# Lower leaves yellowing and dying in vegitation



## snowberry (Oct 15, 2008)

Hello to all,
Im new to the forum but i have been browsing it for about a year. I have 3 girls growing under two 48 inch 'natural light supplement' ott-lites. im about a month and a half into vergitation and the girls are two indicas and one sativa. the sativa is twice as big as the indicas. Thy are all exhibiting the same problem, there very bottom leaves are yellowing than shriveling up and dying. I have yet to fertilize them and personally feel that the bottom leaves are not recieving enough light. the problem is about a week and a half old and seems to be getting worse.


----------



## slowmo77 (Oct 15, 2008)

are you talking about the single set of single leaves, the first set of 3, or the first little round leaves that sprouted? imo its normal for the lowest leaves to die off. but its very hard to say without seeing it or gettin more info.. jmo


----------



## daf (Oct 15, 2008)

yeAH bud, we neeed some pics


----------



## JBonez (Oct 15, 2008)

most of my 18 plants lower leaves are yellowing, yellow with brown spots, and appear to be dying, but the vegetation above the very first two leaf sets is flourishing! Dont worry about the bottom fan leaves yellowing off and dying, if the new growth looks good, then things are going in the right direction, on the flip side, if the new growth is having issues, this will indicate a problem that is happening real time. hope this helps.


----------



## snowberry (Oct 16, 2008)

how far up does the yellowing spread before yours stopped(jbonez). Also when should I start to fertilize my girls, like i said im about 1 2/3 months into vegitation. Whats a good vegitation fertilizer. One last question... When should I start flowering im so anxious.


----------



## JBonez (Oct 17, 2008)

just click the link in my sig, scroll to the last pic and you can see my plants. I am feeding them Botanicare pureblend pro Grow. if you havent fed since youve had them, then they are most likely lacking nitrogen, or something. get a good food from the hydro store and give them 1/3 the recommended dose, see how they react.
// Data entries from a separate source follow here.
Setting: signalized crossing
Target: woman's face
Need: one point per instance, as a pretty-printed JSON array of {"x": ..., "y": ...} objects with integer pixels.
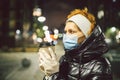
[{"x": 72, "y": 29}]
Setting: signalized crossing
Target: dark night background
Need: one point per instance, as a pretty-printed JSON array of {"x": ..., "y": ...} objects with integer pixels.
[{"x": 17, "y": 15}]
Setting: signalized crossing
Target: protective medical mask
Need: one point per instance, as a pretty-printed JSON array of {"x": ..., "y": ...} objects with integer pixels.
[{"x": 70, "y": 41}]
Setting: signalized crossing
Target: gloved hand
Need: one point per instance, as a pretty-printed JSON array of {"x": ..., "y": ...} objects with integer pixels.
[{"x": 48, "y": 61}]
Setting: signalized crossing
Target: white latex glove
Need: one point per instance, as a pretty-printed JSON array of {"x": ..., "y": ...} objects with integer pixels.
[{"x": 48, "y": 61}]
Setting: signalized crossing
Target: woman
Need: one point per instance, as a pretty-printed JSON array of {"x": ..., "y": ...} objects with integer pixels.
[{"x": 84, "y": 45}]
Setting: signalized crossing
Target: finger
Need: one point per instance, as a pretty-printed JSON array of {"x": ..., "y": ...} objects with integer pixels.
[
  {"x": 53, "y": 55},
  {"x": 46, "y": 54}
]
You cant grow pot without investing a little money on the goods!


----------



## 4u2sm0ke (Oct 17, 2008)

1 2/3 month veg...i would say  lack of "N" is why plants useing it up  and leafs yellowing..get yourself some good nutes...there are lots out there..i would stay clear of miricle grow products..but thats me..and you can flower anytime you want..just a shorter veg time will meen a smaller yield..but 6 weeks  is about the norm here for veg...how much room you working with and whats the lights?  thanks for shareing with us my friend..take care and be safe..and remember  KEEP M GREEN


----------